We bonded pretty much from the start. Cheng – a Chinese, non-native English-speaker, non-Jewish after all – laughed right along with me at Seinfeld reruns and embraced my love of Broadway. I managed to impress him by introducing him to really good Chinese restaurants.

In our near decade together, we have been there for one another through the good times – and the bad – and have travelled the world from the Pyramids to Machu Picchu, the Parthenon and Colosseum to Petra and the Taj Mahal, Iguazu Falls to the Galapagos, the Great Wall of China to the Western Wall in Jerusalem, and even Easter Island, not to mention Fargo, North Dakota. We haven’t had time for a honeymoon yet, but will turn our annual end-of-year trip into a honeymoon (as well as a celebration of our 10th anniversary together). We are going to Antarctica.

Still, even though we are now married in New York, because of the so-called Defense of Marriage Act, Cheng and I will continue to be forced to go through different lines when re-entering the country, him a Canadian citizen, me an American – so unlike how we are treated with respect as a couple, a family, in many other countries, from Canada to Israel. When we return from our honeymoon, as we go through immigration and I once again wait in a separate line, hoping that nothing goes wrong, we will once again be reminded of the work left to do.

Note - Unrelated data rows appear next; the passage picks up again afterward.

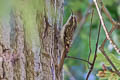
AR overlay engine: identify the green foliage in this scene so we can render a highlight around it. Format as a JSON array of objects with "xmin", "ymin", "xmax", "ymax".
[{"xmin": 64, "ymin": 0, "xmax": 120, "ymax": 80}]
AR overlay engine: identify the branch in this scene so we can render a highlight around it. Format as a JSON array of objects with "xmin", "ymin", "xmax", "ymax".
[
  {"xmin": 66, "ymin": 56, "xmax": 92, "ymax": 65},
  {"xmin": 86, "ymin": 18, "xmax": 101, "ymax": 80},
  {"xmin": 93, "ymin": 0, "xmax": 120, "ymax": 54},
  {"xmin": 88, "ymin": 10, "xmax": 94, "ymax": 61}
]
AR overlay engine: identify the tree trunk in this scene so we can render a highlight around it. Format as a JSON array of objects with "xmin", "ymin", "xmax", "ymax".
[{"xmin": 0, "ymin": 0, "xmax": 64, "ymax": 80}]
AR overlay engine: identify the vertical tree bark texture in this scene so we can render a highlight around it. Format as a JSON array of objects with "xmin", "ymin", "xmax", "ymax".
[{"xmin": 0, "ymin": 0, "xmax": 64, "ymax": 80}]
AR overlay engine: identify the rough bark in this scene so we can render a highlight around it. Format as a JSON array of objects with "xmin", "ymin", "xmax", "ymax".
[{"xmin": 0, "ymin": 0, "xmax": 64, "ymax": 80}]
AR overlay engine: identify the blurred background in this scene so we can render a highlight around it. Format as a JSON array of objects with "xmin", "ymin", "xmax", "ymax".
[{"xmin": 64, "ymin": 0, "xmax": 120, "ymax": 80}]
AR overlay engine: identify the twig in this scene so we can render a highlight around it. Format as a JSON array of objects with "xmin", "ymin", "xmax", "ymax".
[
  {"xmin": 73, "ymin": 3, "xmax": 93, "ymax": 41},
  {"xmin": 101, "ymin": 0, "xmax": 120, "ymax": 26},
  {"xmin": 66, "ymin": 56, "xmax": 92, "ymax": 65},
  {"xmin": 88, "ymin": 10, "xmax": 94, "ymax": 61},
  {"xmin": 93, "ymin": 0, "xmax": 120, "ymax": 54},
  {"xmin": 86, "ymin": 18, "xmax": 101, "ymax": 80}
]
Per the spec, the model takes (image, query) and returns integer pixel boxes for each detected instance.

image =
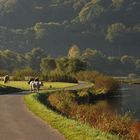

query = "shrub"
[12,67,38,80]
[48,92,76,115]
[94,75,119,94]
[75,71,100,82]
[45,92,132,138]
[48,71,78,83]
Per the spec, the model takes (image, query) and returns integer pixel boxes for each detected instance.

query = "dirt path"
[0,93,64,140]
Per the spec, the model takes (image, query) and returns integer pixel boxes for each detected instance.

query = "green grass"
[24,94,120,140]
[0,81,77,90]
[0,84,22,94]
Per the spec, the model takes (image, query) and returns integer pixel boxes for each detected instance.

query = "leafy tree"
[106,23,126,42]
[68,45,80,59]
[40,57,56,76]
[25,48,46,71]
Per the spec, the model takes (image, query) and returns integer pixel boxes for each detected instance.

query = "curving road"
[0,93,65,140]
[0,82,93,140]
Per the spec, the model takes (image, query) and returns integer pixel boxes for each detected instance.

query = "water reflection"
[96,84,140,120]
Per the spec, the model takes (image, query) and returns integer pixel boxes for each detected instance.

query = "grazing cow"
[30,81,43,93]
[3,75,10,83]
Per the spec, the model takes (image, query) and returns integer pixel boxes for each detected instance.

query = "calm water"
[96,85,140,120]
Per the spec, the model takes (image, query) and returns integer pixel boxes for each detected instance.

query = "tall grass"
[25,94,121,140]
[46,92,133,139]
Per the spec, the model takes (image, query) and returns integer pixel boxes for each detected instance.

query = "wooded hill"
[0,0,140,56]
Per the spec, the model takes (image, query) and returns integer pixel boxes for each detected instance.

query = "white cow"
[30,81,43,93]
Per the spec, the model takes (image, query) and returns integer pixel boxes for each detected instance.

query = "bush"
[48,92,76,115]
[12,67,38,81]
[94,75,119,94]
[0,70,8,76]
[45,92,132,138]
[75,71,100,83]
[48,71,78,83]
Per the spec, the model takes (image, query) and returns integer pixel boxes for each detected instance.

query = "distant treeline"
[0,45,140,76]
[0,0,140,56]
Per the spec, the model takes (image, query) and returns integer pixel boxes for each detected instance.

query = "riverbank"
[25,94,120,140]
[113,77,140,84]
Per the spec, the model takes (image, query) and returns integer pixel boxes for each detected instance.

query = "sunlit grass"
[0,81,77,90]
[24,94,120,140]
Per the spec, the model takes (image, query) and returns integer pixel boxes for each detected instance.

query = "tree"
[25,48,46,71]
[40,57,56,76]
[68,44,80,59]
[106,23,126,43]
[81,49,107,71]
[121,55,136,74]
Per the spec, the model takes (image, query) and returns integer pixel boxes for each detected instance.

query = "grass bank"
[0,81,77,90]
[24,94,120,140]
[0,84,22,94]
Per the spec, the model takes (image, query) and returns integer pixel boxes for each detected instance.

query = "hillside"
[0,0,140,56]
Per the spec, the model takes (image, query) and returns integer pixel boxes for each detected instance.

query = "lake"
[96,84,140,120]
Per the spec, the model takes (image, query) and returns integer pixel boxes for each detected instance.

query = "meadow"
[0,81,77,90]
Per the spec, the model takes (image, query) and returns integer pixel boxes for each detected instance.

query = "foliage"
[24,94,120,140]
[0,0,140,56]
[94,75,119,94]
[48,71,78,83]
[46,92,132,138]
[75,71,100,83]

But, happily, having finally been able to stand before our now combined families, our closest friends and our movement colleagues in the city where we have built our life together, I will be going back to work at Freedom to Marry with my ring on my left hand, proclaiming that the love of my life and I are legally married. Cheng and I wish that same freedom to marry for everyone, and are working to make it so.